I am getting the exact same issue.

It is as if the antenna is disconnected.

It is very frustrating.

When I first got the 4.03l update, all my OTA channels still appeared in my EPG. But every chan would give me a signal lost screen. I used to average about 85% signal strength before.

After deleting and rebooting, a Scan All gives me nothing. Manually adding channels gives me nothing.

I have tried deleting, rebooting (both ways), and rescanning several times with same result: NOTHING.

Maybe the update disabled the OTA tuner?


----------



## blackwhole (Apr 12, 2007)

Ijon_Tichy said:


> I am getting the exact same issue.
> 
> It is as if the antenna is disconnected.
> 
> Maybe the update disabled the OTA tuner?
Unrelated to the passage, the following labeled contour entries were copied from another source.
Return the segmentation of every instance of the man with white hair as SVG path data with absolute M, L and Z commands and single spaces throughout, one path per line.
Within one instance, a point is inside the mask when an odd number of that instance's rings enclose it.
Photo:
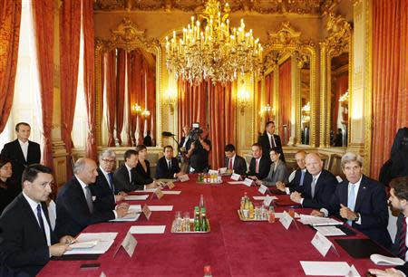
M 384 186 L 363 174 L 363 158 L 345 153 L 341 167 L 346 180 L 338 184 L 330 204 L 312 215 L 337 215 L 354 228 L 386 248 L 391 246 L 387 231 L 388 207 Z

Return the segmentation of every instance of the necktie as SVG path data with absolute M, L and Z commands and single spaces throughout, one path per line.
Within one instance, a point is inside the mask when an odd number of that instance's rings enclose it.
M 303 186 L 303 181 L 305 180 L 305 174 L 306 174 L 306 172 L 303 171 L 303 170 L 300 170 L 300 172 L 301 172 L 302 175 L 300 176 L 299 186 Z
M 40 224 L 41 232 L 43 232 L 44 237 L 46 238 L 45 228 L 44 226 L 44 221 L 43 221 L 43 215 L 41 215 L 41 204 L 38 204 L 38 205 L 37 205 L 37 217 L 38 217 L 38 222 Z
M 405 261 L 405 254 L 406 254 L 406 218 L 403 217 L 403 227 L 401 228 L 399 238 L 399 247 L 398 247 L 398 256 Z
M 316 188 L 316 177 L 313 177 L 312 180 L 312 184 L 311 184 L 311 188 L 312 188 L 312 199 L 315 198 L 315 188 Z
M 89 188 L 89 186 L 85 186 L 85 192 L 86 192 L 86 204 L 88 205 L 89 212 L 92 214 L 93 213 L 92 195 L 91 194 L 91 188 Z
M 347 198 L 347 207 L 355 211 L 355 186 L 353 184 L 350 184 L 350 191 L 348 193 L 348 198 Z M 353 224 L 353 222 L 351 220 L 347 220 L 347 224 L 350 226 Z
M 113 185 L 113 174 L 108 173 L 108 178 L 109 178 L 109 185 L 111 185 L 111 189 L 112 193 L 115 193 L 115 186 Z

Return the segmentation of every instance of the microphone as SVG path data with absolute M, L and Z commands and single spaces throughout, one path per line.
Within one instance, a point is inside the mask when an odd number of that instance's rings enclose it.
M 164 131 L 164 132 L 161 133 L 161 136 L 163 136 L 163 137 L 174 137 L 175 135 L 173 133 L 171 133 L 171 132 Z

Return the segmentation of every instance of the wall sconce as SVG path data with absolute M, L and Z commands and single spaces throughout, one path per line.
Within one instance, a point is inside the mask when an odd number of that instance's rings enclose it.
M 168 105 L 169 109 L 170 110 L 170 113 L 174 113 L 174 107 L 176 107 L 177 104 L 177 92 L 176 90 L 171 89 L 168 90 L 163 97 L 163 102 L 164 105 Z
M 239 91 L 239 92 L 238 93 L 238 107 L 240 109 L 241 114 L 244 114 L 245 108 L 247 108 L 248 103 L 249 92 L 244 90 Z

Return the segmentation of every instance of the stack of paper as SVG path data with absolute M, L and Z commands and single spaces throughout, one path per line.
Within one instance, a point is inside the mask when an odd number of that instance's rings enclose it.
M 117 235 L 118 233 L 83 233 L 76 238 L 76 242 L 72 244 L 73 249 L 65 252 L 63 254 L 104 253 L 113 244 Z M 75 244 L 77 247 L 74 246 Z
M 300 215 L 299 222 L 313 226 L 341 225 L 343 222 L 333 218 Z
Yeah, it seems like it at least. I deleted all the channels, and then the satellite locals automatically mapped down to those numbers. But I'm missing the sub-channels of course, and it's not HD. How did we live without HD before? I can't remember either.

I wonder if there was a bad batch of receivers made. I became a Dish customer mid-December of last year. My installation was postponed a couple of days because they had no 622s in stock, so I bet that it was manufactured in the last part of 2006.


----------



## Ijon_Tichy (Apr 16, 2007)

blackwhole said:


> Yeah, it seems like it at least. I deleted all the channels, and then the satellite locals automatically mapped down to those numbers. But I'm missing the sub-channels of course, and it's not HD. How did we live without HD before? I can't remember either.
> 
> I wonder if there was a bad batch of receivers made. I became a Dish customer mid-December of last year. My installation was postponed a couple of days because they had no 622s in stock, so I bet that it was manufactured in the last part of 2006.


I got my dvr in late Dec '06. Hmmm...


----------



## sthor (Oct 1, 2006)

blackwhole said:


> Yeah, it seems like it at least. I deleted all the channels, and then the satellite locals automatically mapped down to those numbers. But I'm missing the sub-channels of course, and it's not HD. How did we live without HD before? I can't remember either.
> 
> I wonder if there was a bad batch of receivers made. I became a Dish customer mid-December of last year. My installation was postponed a couple of days because they had no 622s in stock, so I bet that it was manufactured in the last part of 2006.


My 622 was installed 12/10/2006. Never had a problem receiving OTA with 3.65, 3.66, 4.01 or 4.03.

In fact 4.01 fixed a problem with guide data on the local Orlando, FL Fox affiliate.


----------



## Volitar Prime (Apr 1, 2007)

Ijon_Tichy said:


> I got my dvr in late Dec '06. Hmmm...


I got mine in January 07. The plot thickens...


----------